X² = ∑ (O-E) ² /E, where
X² = Chi-squared statistical value
O = Observed frequency of data set
E = Expected frequency

And here are the important variables for a chi-squared test:

  • Data must be generated from a natural-number set, which means that we can’t consider assigned numbers, parts references, etc. A typical variable that can be considered to be natural is the total amount of accounts payable data set.
  • Data should be capable of being characterized as “categorical variables.” These variables can take on one of a limited, and usually fixed, number of possible values, assigning each individual or other unit of observation a group or nominal category based on some qualitative property. (See the website, The Practice of Statistics, by Dan Yates, David S. Moore and Daren S. Starnes.) They can be designated as attributes that would signify the qualities of a substratum of data set.
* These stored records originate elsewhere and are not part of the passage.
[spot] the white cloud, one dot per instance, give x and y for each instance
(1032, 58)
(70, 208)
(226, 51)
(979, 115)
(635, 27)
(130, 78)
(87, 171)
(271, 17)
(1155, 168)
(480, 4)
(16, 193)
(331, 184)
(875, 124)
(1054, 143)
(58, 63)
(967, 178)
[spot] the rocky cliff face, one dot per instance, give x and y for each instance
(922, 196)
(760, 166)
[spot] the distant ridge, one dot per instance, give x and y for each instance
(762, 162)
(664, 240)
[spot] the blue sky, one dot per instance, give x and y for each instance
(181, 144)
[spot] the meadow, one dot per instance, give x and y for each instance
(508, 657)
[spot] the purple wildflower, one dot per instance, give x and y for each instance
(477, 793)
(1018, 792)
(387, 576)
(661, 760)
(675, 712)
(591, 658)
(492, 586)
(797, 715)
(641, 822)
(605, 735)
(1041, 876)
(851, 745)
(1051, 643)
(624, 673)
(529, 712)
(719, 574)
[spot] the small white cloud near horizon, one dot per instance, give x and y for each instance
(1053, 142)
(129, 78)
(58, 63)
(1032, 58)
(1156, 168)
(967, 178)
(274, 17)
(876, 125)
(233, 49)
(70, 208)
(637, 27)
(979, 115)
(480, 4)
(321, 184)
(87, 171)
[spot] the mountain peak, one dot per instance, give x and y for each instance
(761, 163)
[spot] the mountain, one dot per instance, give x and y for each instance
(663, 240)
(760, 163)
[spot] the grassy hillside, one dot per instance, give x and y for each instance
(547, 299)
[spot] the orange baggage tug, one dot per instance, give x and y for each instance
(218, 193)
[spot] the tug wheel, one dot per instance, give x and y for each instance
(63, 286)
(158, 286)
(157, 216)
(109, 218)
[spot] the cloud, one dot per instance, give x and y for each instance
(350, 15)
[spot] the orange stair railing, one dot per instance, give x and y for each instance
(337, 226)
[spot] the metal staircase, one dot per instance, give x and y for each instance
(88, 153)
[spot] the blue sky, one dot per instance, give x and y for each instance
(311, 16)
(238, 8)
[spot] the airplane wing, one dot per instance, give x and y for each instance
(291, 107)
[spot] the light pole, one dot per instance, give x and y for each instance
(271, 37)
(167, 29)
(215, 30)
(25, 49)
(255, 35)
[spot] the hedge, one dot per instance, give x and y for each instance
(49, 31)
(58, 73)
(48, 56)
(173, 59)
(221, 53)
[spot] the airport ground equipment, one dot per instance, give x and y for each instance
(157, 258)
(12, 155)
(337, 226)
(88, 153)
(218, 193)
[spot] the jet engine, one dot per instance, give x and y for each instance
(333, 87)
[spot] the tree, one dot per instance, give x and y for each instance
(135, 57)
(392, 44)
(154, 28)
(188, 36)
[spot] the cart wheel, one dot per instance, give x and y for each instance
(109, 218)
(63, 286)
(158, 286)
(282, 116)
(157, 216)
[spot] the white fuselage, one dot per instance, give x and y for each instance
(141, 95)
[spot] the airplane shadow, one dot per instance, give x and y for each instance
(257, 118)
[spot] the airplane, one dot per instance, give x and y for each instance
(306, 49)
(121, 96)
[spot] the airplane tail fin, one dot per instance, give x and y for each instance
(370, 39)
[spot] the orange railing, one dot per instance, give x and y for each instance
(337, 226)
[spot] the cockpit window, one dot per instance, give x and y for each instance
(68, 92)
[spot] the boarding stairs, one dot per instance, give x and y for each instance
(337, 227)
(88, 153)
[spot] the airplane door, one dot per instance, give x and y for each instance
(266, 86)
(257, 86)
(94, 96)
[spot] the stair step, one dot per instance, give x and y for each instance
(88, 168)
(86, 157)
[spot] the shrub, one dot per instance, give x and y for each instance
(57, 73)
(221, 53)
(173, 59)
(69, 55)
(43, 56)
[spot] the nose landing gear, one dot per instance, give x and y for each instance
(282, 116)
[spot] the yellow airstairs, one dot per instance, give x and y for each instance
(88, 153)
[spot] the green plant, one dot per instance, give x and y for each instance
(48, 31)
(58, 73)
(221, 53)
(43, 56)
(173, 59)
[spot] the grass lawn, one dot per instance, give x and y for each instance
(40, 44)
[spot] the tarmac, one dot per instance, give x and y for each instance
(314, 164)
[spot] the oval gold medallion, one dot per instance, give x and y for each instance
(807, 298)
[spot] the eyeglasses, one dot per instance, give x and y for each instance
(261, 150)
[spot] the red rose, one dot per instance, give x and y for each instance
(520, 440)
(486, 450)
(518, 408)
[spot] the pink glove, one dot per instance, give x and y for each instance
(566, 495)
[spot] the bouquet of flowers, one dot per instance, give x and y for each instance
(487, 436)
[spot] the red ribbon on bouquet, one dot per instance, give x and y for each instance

In this case, we’d associate the beginning of each data set with an identified first digit. We’re likely to have digits starting from 1 to 9 or nine categories in all.
  • “Degrees of freedom” is the number of independent category variables or similar information used in the computation of the chi-squared statistic, less one.

Here are the steps to follow in the computation:

  1. Populate the expected frequency.
  2. Populate the observed frequency.
  3. Find the difference between observed and expected frequency.
  4. Square the difference.
  5. Divide the difference obtained in step 4 by the number of expected frequencies.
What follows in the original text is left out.